As I write this our personal and professional lives have been upended by the COVID-19 virus.  We have never seen a pandemic on this scale and response to the virus has challenged our health, economic and social support systems far beyond what they were built to handle.  While it is difficult to speculate at this point, my hope is that we emerge on the other side of this pandemic as a stronger, more peaceful global society focused on proactively addressing health and environmental issues that affect us all.

I want to commend the members of your Institute Leadership Team who have been instrumental in helping us organize ourselves so that we can keep working productively and collaboratively in this new mode.  Harry Norris has done an exceptional job helping us manage data and information while maintaining a personal connection to people and programs that has made a real difference.  I believe our early push to get as many staff teleworking as possible, combined with actions taken at the agency and state level has helped keep our work force healthy.  As of this writing about 90 percent of FWRI staff are teleworking to some extent and close to 80 percent are teleworking full time. 

There have been many policy changes associated with this event and I know it can be confusing at times.  The most notable new policy involves the availability of emergency sick leave and emergency family medical leave to all staff.  As I write this, we are still in the discovery mode regarding these policies and our fantastic HR team of Jodi Harner and Betty Heath with the support of Laura Tennant and Rae Ann Hill are simultaneously fielding your questions and working with their HR counterparts in other Divisions and the Office of Executive Director to develop guidance on these policies.  No doubt you will have that guidance by the time you read this, if not you know how to find us, and we are here to help.

Many of you have read about the challenges facing our reemployment assistance program in the state.  With many of our friends and family out of work, this issue hits home hard.  When the call went out for volunteers to assist the state in dealing with the backlog of applications, dozens of you stepped up to assist without knowing what you were getting into.  Our potential role has now been refined somewhat to focus on entry of data received via hardcopy applications and we expect there will be more of you willing to assist.  If so, your ILT member is the point person for getting the information to Harry Norris who is coordinating our volunteer efforts.

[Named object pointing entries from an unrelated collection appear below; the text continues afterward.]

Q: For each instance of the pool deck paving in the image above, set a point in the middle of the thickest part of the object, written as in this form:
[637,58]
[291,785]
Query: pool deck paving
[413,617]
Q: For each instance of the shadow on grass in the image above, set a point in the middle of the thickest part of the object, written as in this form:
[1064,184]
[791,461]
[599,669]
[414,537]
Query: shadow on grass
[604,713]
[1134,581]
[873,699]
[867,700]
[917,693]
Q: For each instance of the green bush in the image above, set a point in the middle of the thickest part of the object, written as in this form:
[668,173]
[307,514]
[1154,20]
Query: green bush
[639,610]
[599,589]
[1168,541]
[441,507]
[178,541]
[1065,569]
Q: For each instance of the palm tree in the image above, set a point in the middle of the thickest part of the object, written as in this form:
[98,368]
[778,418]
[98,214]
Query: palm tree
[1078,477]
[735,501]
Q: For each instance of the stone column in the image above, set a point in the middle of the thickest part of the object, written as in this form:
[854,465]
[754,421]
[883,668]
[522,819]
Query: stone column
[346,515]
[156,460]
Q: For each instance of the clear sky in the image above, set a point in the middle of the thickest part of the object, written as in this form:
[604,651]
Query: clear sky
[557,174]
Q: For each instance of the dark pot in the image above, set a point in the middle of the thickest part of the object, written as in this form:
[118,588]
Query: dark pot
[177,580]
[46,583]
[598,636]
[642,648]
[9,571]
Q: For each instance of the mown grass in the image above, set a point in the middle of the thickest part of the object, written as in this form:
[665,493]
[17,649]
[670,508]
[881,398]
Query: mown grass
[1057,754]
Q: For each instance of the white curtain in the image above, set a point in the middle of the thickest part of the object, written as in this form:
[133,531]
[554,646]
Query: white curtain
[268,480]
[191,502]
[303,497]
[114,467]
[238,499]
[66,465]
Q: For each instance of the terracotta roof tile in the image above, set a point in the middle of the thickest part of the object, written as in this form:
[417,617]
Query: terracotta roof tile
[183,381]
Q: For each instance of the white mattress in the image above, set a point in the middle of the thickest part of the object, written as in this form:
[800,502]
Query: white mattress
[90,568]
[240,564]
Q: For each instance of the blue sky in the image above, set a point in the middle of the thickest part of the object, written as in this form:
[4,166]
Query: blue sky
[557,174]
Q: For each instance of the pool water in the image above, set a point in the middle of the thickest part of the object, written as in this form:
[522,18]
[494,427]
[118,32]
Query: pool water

In these uncertain times we quickly move to the things that matter most.  As impersonal as things can sometimes seem in a large organization like ours, I am proud of the staff-centric culture we have built over many decades.  I know that some of you have gone through some very difficult, even heartbreaking experiences, and my hope is that you are able to draw some strength from the knowledge that you have a workplace and coworkers that care about you and your family’s well-being.  Collectively, we are the very definition of resilient.  Stay healthy and stay connected.